Ifeoma Chinwuba

Book Review

by Ifeoma Chinwuba

The Promise, Damon Galgut, Europa , 2021, 269 pages.

If I, or any other author had written The Promise, I bet an editor would have condemned its style or amended it to align with the ‘industry standards’, failing which, the corrections would have been effected at the level of the literary agent or publisher. The Promise flouts many rules you learnt at writing workshops. For one, there are no quotation marks to denote dialogue. Yet dialogues abound, weaving in and out of the author’s descriptions and narration. But they are not signposted.

Secondly, instances of head-popping overflow. Galgut swivels from one character’s point of view to another and back, or on to a third and back, a sleight literary gatekeepers frown at. In addition, he intrudes into the story with personal vowels of I, you and we, whose identities are difficult to pinpoint. In the hearse, I mean the house, (p.27). Not unusual for her, believe me, (p.44). Who do the pronouns represent? The author? Yet we are dealing with a narrative in the third person. A ghost narrator? Is this the stream-of-consciousness technique from the point of view of all characters, or a simple case of poetic licence? Was this book edited?

That notwithstanding, The Promise is structured around the funerals of four members of a family of five. The last one standing, at last has the opportunity to redress perceived wrongs and fulfill a promise made by the matriarch on her deathbed. Thirty years have passed and the country, the Republic of South Africa, has evolved. The oppressed demographic is acquiring more rights, diminishing the significance of the promised gift.

That these funerals are conducted according to four different religious rites and doctrines speaks volumes about the intractable fault lines in the  Swart family. They are family, but operate along parallel lines that never converge. As Marina, an extended family member observes, ‘oil and water don’t mix.’ These deaths also occur in an assortment of ways ranging from natural to accidental passing through murder.

Galgut brings a breath of fresh air in his way of seeing life.
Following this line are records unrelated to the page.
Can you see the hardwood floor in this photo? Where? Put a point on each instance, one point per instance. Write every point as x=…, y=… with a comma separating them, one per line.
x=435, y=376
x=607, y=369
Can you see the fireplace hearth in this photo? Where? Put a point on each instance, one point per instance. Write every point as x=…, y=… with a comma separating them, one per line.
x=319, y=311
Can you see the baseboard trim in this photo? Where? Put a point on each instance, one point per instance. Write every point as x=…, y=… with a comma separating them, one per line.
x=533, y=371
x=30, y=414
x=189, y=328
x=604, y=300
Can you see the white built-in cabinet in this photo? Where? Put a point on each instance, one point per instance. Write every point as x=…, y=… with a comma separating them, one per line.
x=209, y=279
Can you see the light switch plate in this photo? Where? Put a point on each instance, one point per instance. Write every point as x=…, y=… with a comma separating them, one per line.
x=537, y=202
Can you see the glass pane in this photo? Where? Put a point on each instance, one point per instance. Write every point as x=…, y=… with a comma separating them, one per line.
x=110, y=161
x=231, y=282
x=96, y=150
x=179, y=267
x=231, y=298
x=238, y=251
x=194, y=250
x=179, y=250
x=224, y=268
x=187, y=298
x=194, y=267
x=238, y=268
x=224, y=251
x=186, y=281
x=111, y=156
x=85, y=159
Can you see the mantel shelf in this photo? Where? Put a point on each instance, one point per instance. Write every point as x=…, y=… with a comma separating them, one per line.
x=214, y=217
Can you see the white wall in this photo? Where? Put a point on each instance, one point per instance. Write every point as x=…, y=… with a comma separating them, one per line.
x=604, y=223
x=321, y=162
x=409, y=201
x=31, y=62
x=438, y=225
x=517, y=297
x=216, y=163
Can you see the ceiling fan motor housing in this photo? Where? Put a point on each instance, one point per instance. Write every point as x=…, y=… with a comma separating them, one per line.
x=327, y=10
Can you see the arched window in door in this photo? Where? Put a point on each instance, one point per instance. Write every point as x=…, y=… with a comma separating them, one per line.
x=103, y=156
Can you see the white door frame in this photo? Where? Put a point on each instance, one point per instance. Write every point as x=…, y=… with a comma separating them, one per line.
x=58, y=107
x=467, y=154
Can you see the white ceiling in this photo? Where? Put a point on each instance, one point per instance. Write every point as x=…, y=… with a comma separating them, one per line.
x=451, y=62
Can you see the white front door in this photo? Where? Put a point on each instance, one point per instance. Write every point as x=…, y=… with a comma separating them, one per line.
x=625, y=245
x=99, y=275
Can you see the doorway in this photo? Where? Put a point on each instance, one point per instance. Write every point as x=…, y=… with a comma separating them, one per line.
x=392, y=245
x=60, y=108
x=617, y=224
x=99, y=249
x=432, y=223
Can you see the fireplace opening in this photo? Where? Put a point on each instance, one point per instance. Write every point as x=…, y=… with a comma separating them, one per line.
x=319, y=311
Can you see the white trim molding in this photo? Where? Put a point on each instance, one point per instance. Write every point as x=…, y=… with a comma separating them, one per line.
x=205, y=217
Someone twitches like a hit-and-run victim waiting for assistance, (p.43). A dominee is layered in his full regalia, the equivalent of a human peacock. (p.199) A fellow engaged in self-pleasuring is portrayed as trying to uproot his groin, (p.182). These figures of speech are as humorous as they are novel. He is not even pretty anymore, went up a few sizes in loincloth recently (p.227). And isn’t literature all about a new way of witnessing life, ascribing similarities to dissimilar phenomena?

The names of the personages are also symbolic: There is Anton, the wanton heir, Astrid, the unfaithful wife with legs astride, and Amor that telegraphs Agape. The cognomen, Swart, conveys an imperfect lineage with warts and all, the all including marital infidelity, alcoholism, indebtedness, filial obduracy, mental deficiency.

The Promise is a great read. The story of a dysfunctional family has been told time and again and will resonate with many a reader. In Galgut’s version, the Swart family’s erratic and rascally behaviour mirrors the upheaval in the republic. The old order is passing away, literally, giving way to a new reality.

Elsewhere, I found the whiteness of the page in this edition, disconcerting to the eyes. Publishers now favour off-white, butter colour sheets that are friendly to the reader. 

The poetic licence that Galgut deploys in The Promise is a shout-out to the publishing world to rethink the ‘one size fits all’ attitude in the industry. Editors and agents tend to straitjacket writers into a mold, with the result that many books, authored by different minds, end up being alike. A book can scoff at the rigid rules of writing and still make sense to an intelligent reader. All the author has to do, is take the reader by the hand, and walk them through the book’s republic.

Ms. Ifeoma Chinwuba is the 2021-2022 Writer-in-Residence of the Department of English and film Studies, University of Alberta, Edmonton.